Rudy Provoost, the CEO of Philips Lighting, was here Friday. There’d been a big, goofy photo of him, lightbulb in hand, in Friday’s NYT business section (the photo does not appear to be online, although the story it accompanied is) so I figured the Curious Capitalist ought to have its own version.
Provoost is holding an LED lightbulb of the sort that Philips submitted last week in the Department of Energy’s L Prize competition, which is meant to spur the development of a low-energy LED replacement for the incandescent bulb. It’s the only entry the DOE has received so far. Here, in case you’re thinking of entering, are the criteria:
- Efficacy of more than 90 lumens per watt, which exceeds the efficiency of all incandescent and most compact fluorescent sources today, which range from 10 to 60 lumens per watt
- Energy consumption of less than 10 watts as compared to a 60 Watt incandescent.

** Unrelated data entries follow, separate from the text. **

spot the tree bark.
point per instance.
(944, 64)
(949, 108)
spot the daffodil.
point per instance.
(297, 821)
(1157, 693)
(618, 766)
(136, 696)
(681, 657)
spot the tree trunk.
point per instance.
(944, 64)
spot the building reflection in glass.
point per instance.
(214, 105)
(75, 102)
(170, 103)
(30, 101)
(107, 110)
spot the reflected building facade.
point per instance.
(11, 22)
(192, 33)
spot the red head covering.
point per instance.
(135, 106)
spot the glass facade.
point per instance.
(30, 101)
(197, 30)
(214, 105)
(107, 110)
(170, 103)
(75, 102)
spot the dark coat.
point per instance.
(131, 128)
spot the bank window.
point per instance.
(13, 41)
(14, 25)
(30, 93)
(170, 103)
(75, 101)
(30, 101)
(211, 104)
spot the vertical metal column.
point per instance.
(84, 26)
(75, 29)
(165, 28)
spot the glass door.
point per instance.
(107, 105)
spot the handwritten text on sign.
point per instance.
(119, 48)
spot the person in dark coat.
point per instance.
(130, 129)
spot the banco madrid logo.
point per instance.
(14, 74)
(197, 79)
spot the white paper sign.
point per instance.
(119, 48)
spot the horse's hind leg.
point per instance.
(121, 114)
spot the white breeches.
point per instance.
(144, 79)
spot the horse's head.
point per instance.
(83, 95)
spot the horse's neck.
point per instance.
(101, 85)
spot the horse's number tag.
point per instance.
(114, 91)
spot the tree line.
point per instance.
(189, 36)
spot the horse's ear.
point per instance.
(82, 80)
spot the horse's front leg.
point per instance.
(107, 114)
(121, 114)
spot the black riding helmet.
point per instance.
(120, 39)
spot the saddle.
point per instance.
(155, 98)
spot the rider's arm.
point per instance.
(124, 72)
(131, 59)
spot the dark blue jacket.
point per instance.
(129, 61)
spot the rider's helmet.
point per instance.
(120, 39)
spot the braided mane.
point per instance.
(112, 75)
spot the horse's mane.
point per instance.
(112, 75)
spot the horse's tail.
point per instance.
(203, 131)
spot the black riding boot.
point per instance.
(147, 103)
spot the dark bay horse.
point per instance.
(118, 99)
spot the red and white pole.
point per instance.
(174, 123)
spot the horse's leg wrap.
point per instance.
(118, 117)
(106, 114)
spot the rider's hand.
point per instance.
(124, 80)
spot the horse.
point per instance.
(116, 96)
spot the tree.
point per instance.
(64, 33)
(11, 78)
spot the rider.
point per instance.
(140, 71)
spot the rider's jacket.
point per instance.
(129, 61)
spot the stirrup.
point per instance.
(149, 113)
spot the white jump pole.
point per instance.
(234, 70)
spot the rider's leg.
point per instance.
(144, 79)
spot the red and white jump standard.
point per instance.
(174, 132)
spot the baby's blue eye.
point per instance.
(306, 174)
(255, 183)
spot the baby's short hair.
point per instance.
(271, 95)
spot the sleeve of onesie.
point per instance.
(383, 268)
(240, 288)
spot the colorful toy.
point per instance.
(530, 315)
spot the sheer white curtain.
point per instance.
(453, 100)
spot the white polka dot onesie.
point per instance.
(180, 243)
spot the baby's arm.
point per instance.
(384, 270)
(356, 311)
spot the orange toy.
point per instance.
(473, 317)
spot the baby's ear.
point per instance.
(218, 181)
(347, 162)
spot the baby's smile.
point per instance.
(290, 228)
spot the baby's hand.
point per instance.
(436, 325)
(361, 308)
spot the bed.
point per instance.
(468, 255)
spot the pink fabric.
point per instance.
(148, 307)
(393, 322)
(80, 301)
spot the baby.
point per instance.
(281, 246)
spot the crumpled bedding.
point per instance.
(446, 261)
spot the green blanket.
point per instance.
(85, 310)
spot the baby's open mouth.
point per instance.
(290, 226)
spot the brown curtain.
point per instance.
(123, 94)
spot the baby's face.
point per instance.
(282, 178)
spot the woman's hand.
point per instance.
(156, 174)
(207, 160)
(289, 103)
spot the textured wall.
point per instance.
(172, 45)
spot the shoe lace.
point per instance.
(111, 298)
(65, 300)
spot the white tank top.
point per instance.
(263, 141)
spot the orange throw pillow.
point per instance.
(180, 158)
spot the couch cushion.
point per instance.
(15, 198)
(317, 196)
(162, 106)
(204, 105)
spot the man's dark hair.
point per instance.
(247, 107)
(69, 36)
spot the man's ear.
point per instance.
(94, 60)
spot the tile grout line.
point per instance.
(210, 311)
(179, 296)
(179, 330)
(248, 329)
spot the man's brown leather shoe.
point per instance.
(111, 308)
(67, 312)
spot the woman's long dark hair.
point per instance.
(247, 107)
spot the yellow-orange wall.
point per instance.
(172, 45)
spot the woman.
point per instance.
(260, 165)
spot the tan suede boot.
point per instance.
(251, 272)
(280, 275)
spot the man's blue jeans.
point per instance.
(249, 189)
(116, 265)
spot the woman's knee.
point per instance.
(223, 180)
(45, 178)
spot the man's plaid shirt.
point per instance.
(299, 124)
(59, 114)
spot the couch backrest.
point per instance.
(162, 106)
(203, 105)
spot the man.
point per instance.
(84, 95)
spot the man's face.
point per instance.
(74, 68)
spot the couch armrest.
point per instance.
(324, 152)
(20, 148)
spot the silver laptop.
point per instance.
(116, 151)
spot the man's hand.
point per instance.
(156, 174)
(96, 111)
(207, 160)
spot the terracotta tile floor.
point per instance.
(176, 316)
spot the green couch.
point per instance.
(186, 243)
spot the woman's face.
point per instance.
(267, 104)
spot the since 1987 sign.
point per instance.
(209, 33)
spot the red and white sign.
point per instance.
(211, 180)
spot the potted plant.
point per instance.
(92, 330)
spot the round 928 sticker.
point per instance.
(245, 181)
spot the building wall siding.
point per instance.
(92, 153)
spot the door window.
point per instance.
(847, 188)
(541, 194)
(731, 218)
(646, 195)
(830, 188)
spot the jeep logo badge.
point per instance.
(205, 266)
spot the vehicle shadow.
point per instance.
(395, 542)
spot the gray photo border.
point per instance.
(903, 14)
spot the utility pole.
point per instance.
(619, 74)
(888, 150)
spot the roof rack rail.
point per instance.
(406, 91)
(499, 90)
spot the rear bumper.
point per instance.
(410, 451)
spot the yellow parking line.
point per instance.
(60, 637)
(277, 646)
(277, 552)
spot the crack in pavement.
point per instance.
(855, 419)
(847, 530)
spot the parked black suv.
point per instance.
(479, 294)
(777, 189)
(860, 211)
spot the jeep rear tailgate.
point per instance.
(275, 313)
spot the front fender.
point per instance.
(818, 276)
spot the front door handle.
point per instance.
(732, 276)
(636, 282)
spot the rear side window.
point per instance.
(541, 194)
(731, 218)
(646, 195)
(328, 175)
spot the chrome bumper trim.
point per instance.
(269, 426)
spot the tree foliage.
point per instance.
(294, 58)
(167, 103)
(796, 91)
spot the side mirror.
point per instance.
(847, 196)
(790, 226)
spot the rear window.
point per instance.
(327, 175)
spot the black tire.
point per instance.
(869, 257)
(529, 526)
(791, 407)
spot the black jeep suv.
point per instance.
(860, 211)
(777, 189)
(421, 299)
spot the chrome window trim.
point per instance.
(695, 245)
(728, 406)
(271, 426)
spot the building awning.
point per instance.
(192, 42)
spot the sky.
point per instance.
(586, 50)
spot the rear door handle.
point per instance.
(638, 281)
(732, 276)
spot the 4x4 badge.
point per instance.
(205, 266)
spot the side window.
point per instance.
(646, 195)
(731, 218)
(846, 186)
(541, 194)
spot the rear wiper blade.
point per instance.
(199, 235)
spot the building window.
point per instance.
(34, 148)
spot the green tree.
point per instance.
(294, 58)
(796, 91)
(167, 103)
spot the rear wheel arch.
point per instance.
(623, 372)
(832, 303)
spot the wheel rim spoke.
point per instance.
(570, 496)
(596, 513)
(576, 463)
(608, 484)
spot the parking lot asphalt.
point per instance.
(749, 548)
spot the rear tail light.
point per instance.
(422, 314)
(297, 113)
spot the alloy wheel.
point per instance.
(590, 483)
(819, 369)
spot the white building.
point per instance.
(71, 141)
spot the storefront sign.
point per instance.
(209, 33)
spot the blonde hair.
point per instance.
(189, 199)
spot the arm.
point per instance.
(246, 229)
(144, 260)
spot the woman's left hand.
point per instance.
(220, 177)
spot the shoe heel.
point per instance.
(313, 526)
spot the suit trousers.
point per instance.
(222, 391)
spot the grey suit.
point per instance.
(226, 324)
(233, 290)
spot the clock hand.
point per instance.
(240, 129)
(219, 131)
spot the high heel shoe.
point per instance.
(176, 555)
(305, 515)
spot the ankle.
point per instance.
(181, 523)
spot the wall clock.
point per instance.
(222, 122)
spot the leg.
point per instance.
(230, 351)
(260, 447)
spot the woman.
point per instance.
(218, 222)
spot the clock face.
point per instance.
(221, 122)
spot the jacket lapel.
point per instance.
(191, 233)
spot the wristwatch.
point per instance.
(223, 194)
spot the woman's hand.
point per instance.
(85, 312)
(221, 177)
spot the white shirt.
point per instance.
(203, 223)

- Output of more than 900 lumens, equivalent to a 60 Watt incandescent light bulb
- Lifetime of more than 25,000 hours, which is 25X greater than a typical incandescent bulb
- Color Rendering Index (CRI) greater than 90, which is a high measure of lighting quality
- Color Temperature between 2700 – 3000 Kelvin, which is “warm” white light comparable to that of incandescent sources
The global lightbulb market has long been dominated by Philips, GE and Osram Sylvania (a division of Siemens). Provoost figures the rise of LEDs will threaten this oligopoly and change lots of other things about the lighting business. With LEDs, for example, there really is no need for bulbs anymore—which is why Philips has been buying light-fixture companies lately. Says Provoost:
The past 100 years have been peaceful and quite predictable. This is really a revolution where everything comes together.
So there you have it: Lighting is where the action will be.